Pesquisadores desenvolvem processo de enxerto ósseo. NOW IN 3D!!!!

Enxertos ósseos são um tantinho mais complicados que você pegar um naco de pele da bunda e colocar no seu braço. No caso de enxertos ósseos, é preciso colher o próprio osso de um paciente para fazer o procedimento, ter suprimento de sangue e refazer ligações de vasos sanguíneos. Não que seja impossível fazer enxerto ósseo não-autógeno (sem que seja a própria pessoa que doe de si para si mesmo), mas os chamados “enxertos xenógenos” são mais comuns em cirurgias odontológica e ortopédica.

Claro, estamos falando de um sistema de transplante em que precisa-se de um doador: você mesmo, seu irmão ou o cachorro do seu cunhado (literalmente, pois pode-se fazer enxertos com ossos de animais em seres humanos). O que a Engenharia teria para nos dar?

O dr. Antonios Mikos é engenheiro químico (com ele a oração e a paz). Ele é o pioneiro no campo da engenharia de tecidos, além de ser professor de Bioengenharia, Engenharia Química e Biomolecular da Universidade Rice, além de diretor do Centro de Engenharia de Tecidos Complexos, diretor do Centro de Excelência em Engenharia de Tecidos e diretor do Laboratório J.W. Cox para Engenharia Biomédica.

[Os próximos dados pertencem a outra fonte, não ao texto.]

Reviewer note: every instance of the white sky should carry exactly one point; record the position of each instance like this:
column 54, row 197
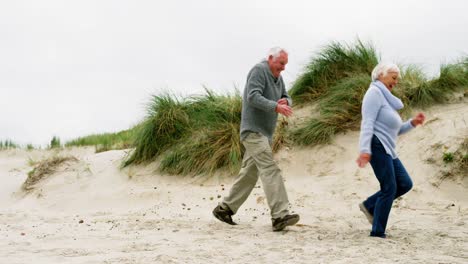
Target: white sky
column 72, row 68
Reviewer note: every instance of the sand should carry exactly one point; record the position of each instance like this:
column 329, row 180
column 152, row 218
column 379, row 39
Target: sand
column 90, row 211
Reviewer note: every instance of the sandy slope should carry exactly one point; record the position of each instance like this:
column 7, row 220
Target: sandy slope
column 138, row 216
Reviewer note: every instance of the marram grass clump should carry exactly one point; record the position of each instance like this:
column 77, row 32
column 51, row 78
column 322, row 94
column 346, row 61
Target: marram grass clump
column 339, row 95
column 44, row 169
column 195, row 135
column 330, row 65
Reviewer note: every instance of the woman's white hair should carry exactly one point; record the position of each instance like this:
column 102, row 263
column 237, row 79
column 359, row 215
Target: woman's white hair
column 383, row 69
column 275, row 52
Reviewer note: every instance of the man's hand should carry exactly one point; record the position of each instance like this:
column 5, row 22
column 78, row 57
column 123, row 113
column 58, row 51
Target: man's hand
column 363, row 159
column 283, row 109
column 418, row 119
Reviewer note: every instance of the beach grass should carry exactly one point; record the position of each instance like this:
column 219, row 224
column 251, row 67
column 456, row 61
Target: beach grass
column 200, row 134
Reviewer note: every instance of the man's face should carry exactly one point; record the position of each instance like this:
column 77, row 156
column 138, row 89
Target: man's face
column 278, row 64
column 390, row 80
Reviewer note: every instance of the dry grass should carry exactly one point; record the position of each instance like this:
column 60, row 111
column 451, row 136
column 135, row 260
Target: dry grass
column 43, row 169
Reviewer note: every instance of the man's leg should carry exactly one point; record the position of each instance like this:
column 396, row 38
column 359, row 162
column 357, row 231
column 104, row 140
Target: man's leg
column 243, row 186
column 270, row 174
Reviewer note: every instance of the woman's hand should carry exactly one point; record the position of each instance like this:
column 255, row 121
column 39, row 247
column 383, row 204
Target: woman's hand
column 363, row 159
column 418, row 119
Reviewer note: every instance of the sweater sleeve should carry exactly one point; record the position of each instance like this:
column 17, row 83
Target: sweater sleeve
column 407, row 126
column 371, row 105
column 256, row 83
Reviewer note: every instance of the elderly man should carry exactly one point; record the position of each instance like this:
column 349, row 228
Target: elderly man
column 264, row 97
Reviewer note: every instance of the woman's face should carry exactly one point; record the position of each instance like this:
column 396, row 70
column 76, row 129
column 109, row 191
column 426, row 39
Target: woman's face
column 390, row 80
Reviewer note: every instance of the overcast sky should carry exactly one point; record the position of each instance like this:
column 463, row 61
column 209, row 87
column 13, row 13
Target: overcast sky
column 72, row 68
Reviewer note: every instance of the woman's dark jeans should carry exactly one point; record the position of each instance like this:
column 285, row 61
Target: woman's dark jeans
column 394, row 182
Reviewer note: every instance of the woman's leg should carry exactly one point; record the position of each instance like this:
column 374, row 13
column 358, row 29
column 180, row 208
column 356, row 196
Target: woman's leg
column 383, row 167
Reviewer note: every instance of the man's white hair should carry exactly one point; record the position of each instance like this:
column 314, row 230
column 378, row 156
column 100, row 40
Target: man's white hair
column 275, row 52
column 383, row 69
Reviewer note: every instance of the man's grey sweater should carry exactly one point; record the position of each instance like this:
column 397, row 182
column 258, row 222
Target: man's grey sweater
column 261, row 93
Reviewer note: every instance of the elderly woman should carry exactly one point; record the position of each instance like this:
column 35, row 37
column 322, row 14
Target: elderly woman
column 381, row 124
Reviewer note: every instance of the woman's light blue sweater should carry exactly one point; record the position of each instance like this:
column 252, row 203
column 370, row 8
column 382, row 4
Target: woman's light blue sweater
column 381, row 119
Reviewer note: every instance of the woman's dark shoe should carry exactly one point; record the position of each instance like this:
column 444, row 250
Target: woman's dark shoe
column 368, row 215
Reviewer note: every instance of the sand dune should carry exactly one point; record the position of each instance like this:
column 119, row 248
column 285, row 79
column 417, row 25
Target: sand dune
column 90, row 211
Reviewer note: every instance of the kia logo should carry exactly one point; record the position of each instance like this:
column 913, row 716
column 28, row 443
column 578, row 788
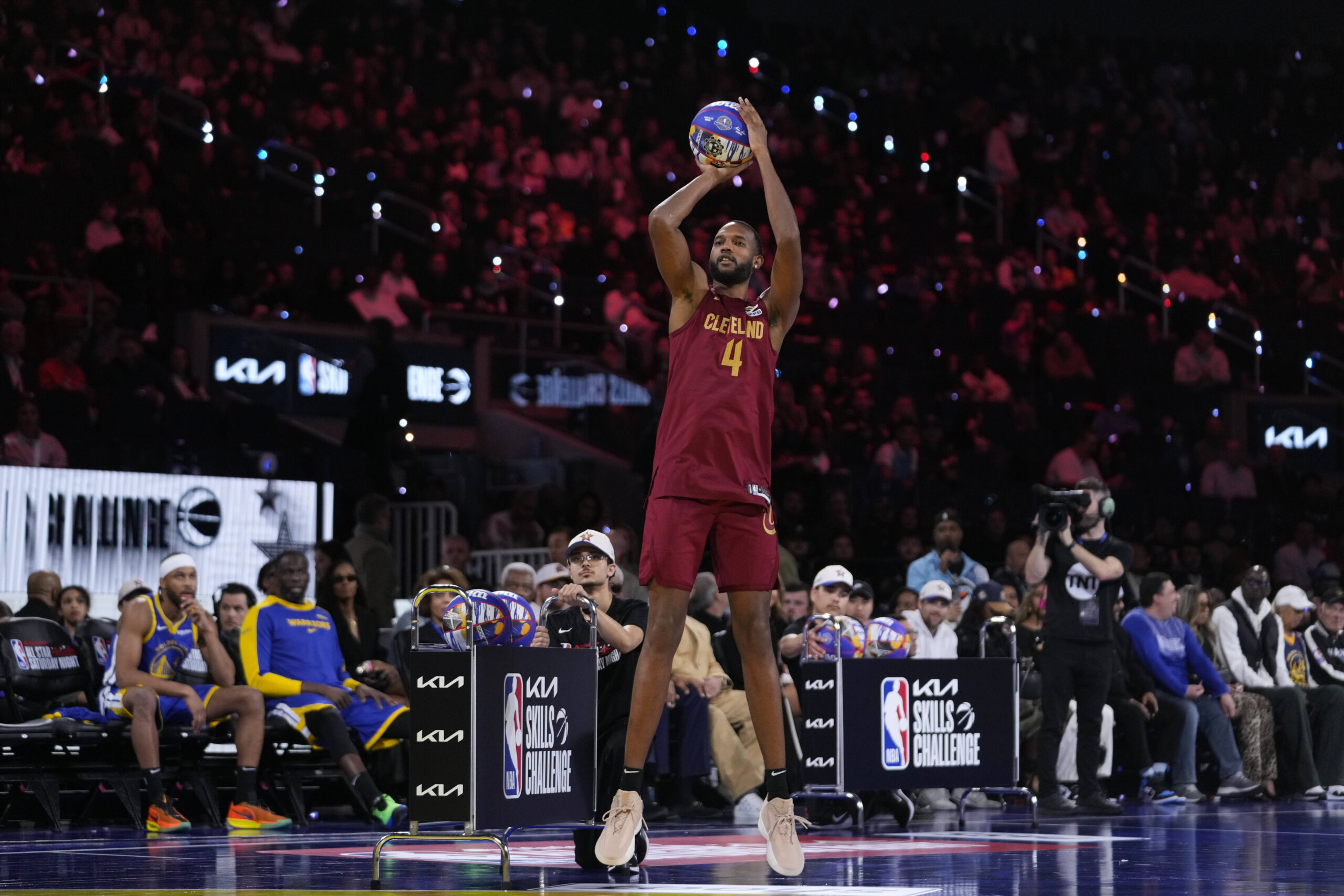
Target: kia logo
column 438, row 790
column 440, row 681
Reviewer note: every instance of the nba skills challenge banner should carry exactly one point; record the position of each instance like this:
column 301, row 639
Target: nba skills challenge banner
column 100, row 529
column 510, row 739
column 909, row 723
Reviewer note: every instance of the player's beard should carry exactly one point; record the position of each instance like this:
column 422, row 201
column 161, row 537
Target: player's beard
column 734, row 276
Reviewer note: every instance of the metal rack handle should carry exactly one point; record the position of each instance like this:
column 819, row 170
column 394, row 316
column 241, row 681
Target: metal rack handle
column 1012, row 635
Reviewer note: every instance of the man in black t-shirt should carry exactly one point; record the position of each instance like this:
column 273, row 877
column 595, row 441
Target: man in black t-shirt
column 1083, row 567
column 620, row 632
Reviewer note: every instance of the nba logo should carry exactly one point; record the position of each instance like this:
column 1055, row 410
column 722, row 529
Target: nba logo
column 512, row 735
column 307, row 375
column 20, row 656
column 896, row 724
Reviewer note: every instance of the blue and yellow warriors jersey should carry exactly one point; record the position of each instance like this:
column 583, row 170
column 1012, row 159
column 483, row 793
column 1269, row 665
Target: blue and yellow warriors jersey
column 1295, row 656
column 286, row 644
column 167, row 648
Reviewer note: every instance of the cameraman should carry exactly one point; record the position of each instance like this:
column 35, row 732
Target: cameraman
column 1081, row 566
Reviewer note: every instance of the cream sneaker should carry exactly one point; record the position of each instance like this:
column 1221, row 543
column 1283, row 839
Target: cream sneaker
column 616, row 844
column 783, row 849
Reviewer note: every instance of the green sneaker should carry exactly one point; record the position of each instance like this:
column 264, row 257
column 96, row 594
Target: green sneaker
column 389, row 813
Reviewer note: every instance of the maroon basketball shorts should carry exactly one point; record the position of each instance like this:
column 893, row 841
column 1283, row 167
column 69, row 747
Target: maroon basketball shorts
column 741, row 536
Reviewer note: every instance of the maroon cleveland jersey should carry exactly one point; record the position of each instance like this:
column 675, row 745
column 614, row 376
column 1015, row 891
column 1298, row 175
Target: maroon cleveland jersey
column 714, row 438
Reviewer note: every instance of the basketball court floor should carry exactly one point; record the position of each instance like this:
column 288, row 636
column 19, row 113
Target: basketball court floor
column 1258, row 848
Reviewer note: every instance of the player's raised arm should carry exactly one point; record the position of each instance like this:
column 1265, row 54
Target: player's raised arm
column 786, row 273
column 686, row 280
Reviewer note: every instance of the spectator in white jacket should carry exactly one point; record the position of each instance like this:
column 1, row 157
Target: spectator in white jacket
column 1251, row 636
column 936, row 638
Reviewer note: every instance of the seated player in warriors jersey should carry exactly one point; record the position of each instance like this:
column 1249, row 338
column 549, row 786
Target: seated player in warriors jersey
column 292, row 655
column 155, row 636
column 711, row 479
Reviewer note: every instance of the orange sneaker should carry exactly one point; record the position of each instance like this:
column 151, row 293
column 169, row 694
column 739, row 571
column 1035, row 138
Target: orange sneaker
column 164, row 818
column 253, row 817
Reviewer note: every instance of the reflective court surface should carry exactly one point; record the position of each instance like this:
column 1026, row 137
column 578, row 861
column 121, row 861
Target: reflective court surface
column 1257, row 848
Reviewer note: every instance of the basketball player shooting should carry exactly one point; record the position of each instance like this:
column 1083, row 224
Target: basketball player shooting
column 711, row 480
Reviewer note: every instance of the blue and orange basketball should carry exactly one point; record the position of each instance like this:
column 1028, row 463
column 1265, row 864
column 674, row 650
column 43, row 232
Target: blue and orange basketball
column 719, row 136
column 853, row 640
column 887, row 638
column 523, row 624
column 491, row 618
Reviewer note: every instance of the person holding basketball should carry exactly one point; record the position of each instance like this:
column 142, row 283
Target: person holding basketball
column 711, row 479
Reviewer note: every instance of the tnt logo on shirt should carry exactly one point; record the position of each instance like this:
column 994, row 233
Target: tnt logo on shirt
column 896, row 724
column 1081, row 583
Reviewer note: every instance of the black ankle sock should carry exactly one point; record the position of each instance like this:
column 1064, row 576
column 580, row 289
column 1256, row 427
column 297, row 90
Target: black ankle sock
column 246, row 787
column 632, row 779
column 366, row 787
column 155, row 785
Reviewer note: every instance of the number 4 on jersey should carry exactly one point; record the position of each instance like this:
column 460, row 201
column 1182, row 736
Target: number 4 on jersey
column 733, row 355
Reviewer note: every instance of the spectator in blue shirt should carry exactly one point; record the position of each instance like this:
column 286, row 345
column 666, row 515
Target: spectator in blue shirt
column 947, row 562
column 1170, row 652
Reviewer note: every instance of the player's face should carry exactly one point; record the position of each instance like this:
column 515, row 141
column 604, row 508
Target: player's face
column 292, row 577
column 1332, row 616
column 233, row 610
column 589, row 567
column 179, row 586
column 831, row 598
column 733, row 256
column 934, row 610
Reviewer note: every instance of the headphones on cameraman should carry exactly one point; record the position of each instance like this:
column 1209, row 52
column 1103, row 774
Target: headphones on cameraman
column 1107, row 507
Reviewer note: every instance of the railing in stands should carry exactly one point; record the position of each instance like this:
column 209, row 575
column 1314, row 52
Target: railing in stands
column 486, row 566
column 418, row 532
column 1254, row 345
column 62, row 281
column 66, row 51
column 286, row 163
column 965, row 195
column 383, row 202
column 190, row 116
column 1314, row 366
column 1043, row 239
column 1126, row 287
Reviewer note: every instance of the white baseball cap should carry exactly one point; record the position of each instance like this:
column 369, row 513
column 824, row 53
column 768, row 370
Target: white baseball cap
column 936, row 589
column 132, row 586
column 1292, row 597
column 834, row 574
column 551, row 571
column 593, row 539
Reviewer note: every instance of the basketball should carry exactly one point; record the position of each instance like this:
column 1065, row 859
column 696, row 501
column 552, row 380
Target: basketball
column 851, row 641
column 523, row 624
column 719, row 136
column 457, row 623
column 887, row 638
column 491, row 618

Mikos se baseou no fato que muitas pessoas têm grandes perdas ósseas na mandíbula, principalmente devido ao câncer, infecção, trauma, doença congênita ou outros distúrbios. Os defeitos ósseos resultantes são esteticamente desfigurantes e funcionalmente incapacitantes. Em outras palavras, fica muito feio e a pessoa não consegue abrir a boca direito pra falar ou mesmo comer. A ideia de Mikos foi combinar o uso de biomateriais e impressão 3D para aec lerar o processo de cura, utilizando tecidos engenheirados personalizados, os quais se ajustam ao defeito do paciente.

Mikos e seu pessoal fizeram um defeito retangular nas mandíbulas de animais de grande porte (ovelhas, a bem da verdade). Eles criaram um modelo para impressão 3D e imprimiram um molde implantável e um espaçador, enchendo a matrix “impressa” com materiais de suporte de biomateriais e implantaram-los nas costelas para desenvolver tecidos ósseos personalizados, tendo sido depois transplantados cirurgicamente para reparar um grande defeito na mandíbula de uma pobre ovelhinha desfigurada.


Clica aí!

Péra. Dá pra repetir?

Os pesquisadores imprimiram numa impressora 3D o que viria a ser o esqueleto de suporte. Sobre ele, Mikops e seu pessoal usaram biorreatores para disparar a reprodução de tecidos, os quais começaram a revestir o esqueleto-base do implante (e não esqueleto-esqueleto da pessoa). Para que o tecido crescesse, é preciso irrigação sanguínea e, por isso, implantaram numa costela, que, sendo tecido vivo, poderia fornecer sangue e nutrientes para que o tecido vivo pudesse revestir a “impressão”. Depois de ter revestido tudo, os pesquisadores transplantaram pro lugar definitivo: a mandíbula.

O uso de transplantar um osso para a cavidade torácica enquanto ele se dessenvolve até o ponto de ir para o seu lugar definitivo nem é novidade, só que se fazia com osso comum mesmo, sendo de gente, de gente mas não o paciente, ou mesmo um animal como um cachorro ou porco.

A pesquisa foi publicada na PNAS. E dentro em breve já poderemos ter reconstruções de áreas ósseas lesionadas, principalmente quando for necessário reconstruções faciais. Agradeçam às ovelhinhas,. Pois sem elas, essa pesquisa não seria possível, e a técnica desenvolvida ajudará a várias pessoas. Inclusive o pessoal da Luiza Mell.